We will adopt JSON-LD as TNH Scholar's primary metadata format, implemented through a phased approach:

Phase 1: File-based Storage

  • Embedded JSON-LD in text files using frontmatter
  • Sidecar JSON-LD files for binary content
  • Basic metadata validation and processing through pyld

Phase 2: Enhanced Processing

  • Expanded semantic relationships
  • Improved validation
  • Training data extraction capabilities

Phase 3: Database Integration

  • Central metadata storage
  • Unified querying
  • Maintained backward compatibility with file-based storage

Technical Implementation

Initial implementation will center on a Frontmatter class handling JSON-LD:

class Frontmatter:
    """Handles JSON-LD frontmatter embedding and extraction."""

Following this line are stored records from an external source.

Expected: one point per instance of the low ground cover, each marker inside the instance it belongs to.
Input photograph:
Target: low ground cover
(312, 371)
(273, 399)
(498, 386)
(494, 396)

    SCHEMA_ORG = "https://schema.org/"
    DC_CONTEXT = "http://purl.org/dc/elements/1.1/"

    @staticmethod
    def extract(content: str) -> Tuple[Dict[str, Any], str]:
        """Extract JSON-LD frontmatter and content from text."""

    @staticmethod
    def embed(metadata: Dict[str, Any], content: str) -> str:
        """Embed metadata as JSON-LD frontmatter."""

    @staticmethod
    def validate_jsonld(metadata: Dict[str, Any]) -> bool:
        """Validate if the metadata is valid JSON-LD."""

Example Usage

Document processing workflow metadata:

{
  "@context": "https://schema.org/",
  "@type": "Translation",
  "@id": "translation_123_revised",
  "translationOf": {"@id": "transcript_123_raw"},
  "basedOn": {"@id": "translation_123_draft"},
  "sourceLanguage": "vi",
  "targetLanguage": "en",
  "processingStage": "human_revised",
  "revisor": "John Doe",
  "revisionDate": "2024-01-30"
}

Consequences

Positive

  1. Rich semantic relationships between content
  2. Standard vocabularies through schema.org and Dublin Core
  3. Strong support for content provenance tracking
  4. Better foundation for future web interfaces
  5. Industry-standard metadata format
  6. Enhanced machine readability for AI processing

Negative

  1. Increased complexity compared to YAML
  2. Steeper learning curve for contributors
  3. Additional dependency on pyld library
  4. More complex validation requirements

Neutral

  1. Changes to existing metadata handling required
  2. Need for migration strategy from current formats
  3. Documentation requirements for JSON-LD usage

Alternative Approaches Considered

Simple YAML Frontmatter

type: translation
id: translation_123
source_id: transcript_123
language: vi
target_language: en

While simpler, this approach lacks semantic richness and standardization.

Custom Metadata Format

Creating a custom format was rejected due to:

  • Reinventing existing solutions
  • Lack of standardization
  • Limited tool support

Implementation Strategy

  1. Initial Phase

  2. Implement basic JSON-LD frontmatter handling

  3. Focus on core metadata fields
  4. Simple validation

  5. Enhancement Phase

  6. Add semantic relationship support

  7. Improve validation
  8. Develop migration tools

  9. Integration Phase

  10. Database integration

  11. Advanced querying
  12. Web interface support

Notes

This decision prioritizes long-term system capabilities over short-term simplicity. The initial complexity investment is justified by:

  1. Enhanced content relationship tracking
  2. Better support for human-AI workflow management
  3. Improved potential for web interface development
  4. Standard compliance for potential interoperability
  • TNH Scholar System Design (system-design.md)
  • Pattern System Documentation (patterns.md)
  • Text Processing Documentation

The semantic capabilities of JSON-LD align particularly well with TNH Scholar's vision for cyclical learning and content processing improvements as outlined in the system architecture document.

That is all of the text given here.